Der Teil „Soziales“ (Social) der ESG umfasst beispielsweise Fragen im Zusammenhang mit Arbeitnehmenden (z. B. Menschenrechte, Vielfalt, Gleichstellung und Integration, Sicherheit und Gesundheit der Mitarbeiter, usw.), mit Arbeitsbedingungen in der Lieferkette, dem Verbraucherschutz, dem Tierschutz, usw. Der Teil „Unternehmensführung“ (Governance) der ESG umfasst beispielsweise Fragen im Zusammenhang mit der Unabhängigkeit und Vielfalt des Verwaltungsrats, mit den Rechten der Aktionäre, der Vergütung des Managements sowie der Unternehmensethik (einschliesslich der Einhaltung von Antikorruptionsvorschriften, des Schutzes personenbezogener Daten, der Einhaltung von Kartell- und Wettbewerbsvorschriften, der Cybersicherheit usw.).
Warum ist ESG so wichtig?
Der ESG-Ansatz trägt dazu bei, mögliche Risiken (einschliesslich finanzieller und Reputations-Risiken) im Zusammenhang mit riskanten und unethischen Geschäftstätigkeiten zu mindern und die Nachhaltigkeit eines Unternehmens langfristig zu gewährleisten. Darüber hinaus trägt dieser Ansatz dazu bei, den Ruf eines Unternehmens auf dem Markt zu verbessern, auch bei derzeitigen und potenziellen Mitarbeitern, Investoren, Kunden und anderen Geschäftspartnern des Unternehmens. Werden im Gegenteil Risiken missachtet oder kommt es gar zu Vorfällen im ESG-Bereich, selbst wenn diese sich diese auf Stufe von Zulieferer zutragen, wird ein Unternehmen heutzutage verantwortlich gemacht, mit teils unwiderruflichem Vertrauensverlust.
Was beinhaltet das Nachhaltigkeits-Management?
Nachhaltigkeitsmanagement integriert:
eine Unternehmensstrategie, die einen langen Zeithorizont aufweist (inkl. einer nachhaltigen Risiko-, Opportunitäts- und Materialitätsanalyse) und eine langfristige Profitabilität anstrebt;
Unternehmens- und Nachhaltigkeitsziele, die dazu führen, einen langfristigen, positiven Beitrag an die Gesellschaft zu leisten, und zwar mit dem Fokus, in den Bereichen, in welchen ein Unternehmen den grössten Beitrag („Materialität“ des Beitrags) leisten kann;
eine Unternehmensführung und -organisation, die umweltspezifische und soziale Aspekte (Diversität, insbesondere bei leitenden Funktionen, Einhaltung von Menschenrechten, etc.) und klare Governance-Strukturen zur Sicherstellung der Unternehmens-Compliance berücksichtigt;
das Messen der Nachhaltigkeitsleistungen anhand etablierter Kriterien / Ziele (sog. „Key Performance Indicators“ oder kurz KPIs) und transparente Berichterstattung darüber.
Die transparente Nachhaltigkeitsberichterstattung eines Unternehmens liefert einen Überblick über die Leistung des Unternehmens in den ESG-Bereichen anhand definierter Leistungskriterien.

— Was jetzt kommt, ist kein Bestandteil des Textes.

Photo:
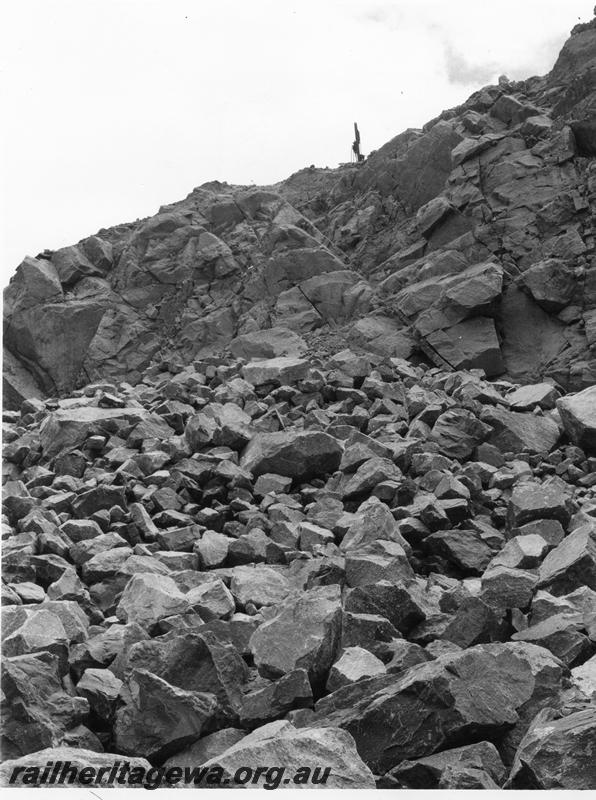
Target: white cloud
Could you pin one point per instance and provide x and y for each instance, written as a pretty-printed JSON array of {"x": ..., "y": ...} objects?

Als Hilfestellung dienen dabei anerkannte Nachhaltigkeitsstandards, wie z.B.
EU-Standards für Nachhaltigkeitsberichterstattung
Standards der Global Reporting Initiative (GRI)
Standards des Sustainability Accounting Standards Board (SASB)
Standards des Carbon Disclosure Project (CDP)
Solche Standards erlauben es Unternehmen eine Übersicht zu gewinnen, welche Nachhaltigkeitsthemen das Unternehmen beschäftigen sollte, entsprechende Ziele zu definieren und gemachte Fortschritte oder Misserfolge festzuhalten, über mehrere Jahre zu messen und Vergleiche mit anderen Unternehmen anzustellen.
Bei der Nachhaltigkeitsberichterstattung ist sodann elementar, dass ein Unternehmen bezüglich seiner festgelegten Kriterien über korrekte, robuste Daten verfügt und Mechanismen zur Kontrolle dieser Daten etabliert. Falsche oder gar zu gut dargestellte Daten („window dressing“) kann zu erheblichem Vertrauens- resp. Reputationsverlust führen.
Unsere Handlungsempfehlungen für Unternehmen, die ihre Nachhaltigkeitsbestrebungen vorantreiben oder noch weiter optimieren wollen:
1) Definieren Sie, welche Nachhaltigkeitsthemen Ihrer Unternehmung am wichtigsten sind und berücksichtigen Sie dabei auch die Erwartungshaltung ihrer Mitarbeitenden (inkl. potentielle Bewerber) und externer Anspruchsgruppen (Investoren, Kunden, Geschäftspartner, usw.).
2) Definieren Sie als Unternehmensleitung, wie die Verantwortlichkeiten für Ihre Nachhaltigkeitsthemen verteilt sind und verstehen Sie diese Verantwortlichkeiten und Rollen als integrierter Bestandteil Ihrer Organisation und nicht als einen losgelösten Teil.
3) Legen Sie anhand von anerkannten Nachhaltigkeitsstandards Nachhaltigkeitsziele fest und definieren Sie, wie Sie diese messen und erfassen können. Orientieren Sie sich im Vergleich mit anderen Firmen an den „best-in-class“-Firmen und seien Sie innovativ. Sprechen Sie auch mit Ihren Lieferanten, kommunizieren Sie Ihre Erwartungen und definieren gemeinsame Nachhaltigkeitsziele.
4) Kommunizieren Sie intern und extern über Ihre Position und Ihren Ansatz im Bereich der Nachhaltigkeit und Ihre Bemühungen, stellen Sie sicher, dass diese im Unternehmen verstanden werden, und nennen Sie auch die Bereiche, in denen Sie sich noch verbessern wollen.
5) Berichten Sie regelmässig über Ihre Verbesserungen im Rahmen Ihrer Nachhaltigkeitsberichterstattung und veröffentlichen Sie einen jährlichen Nachhaltigkeitsbericht.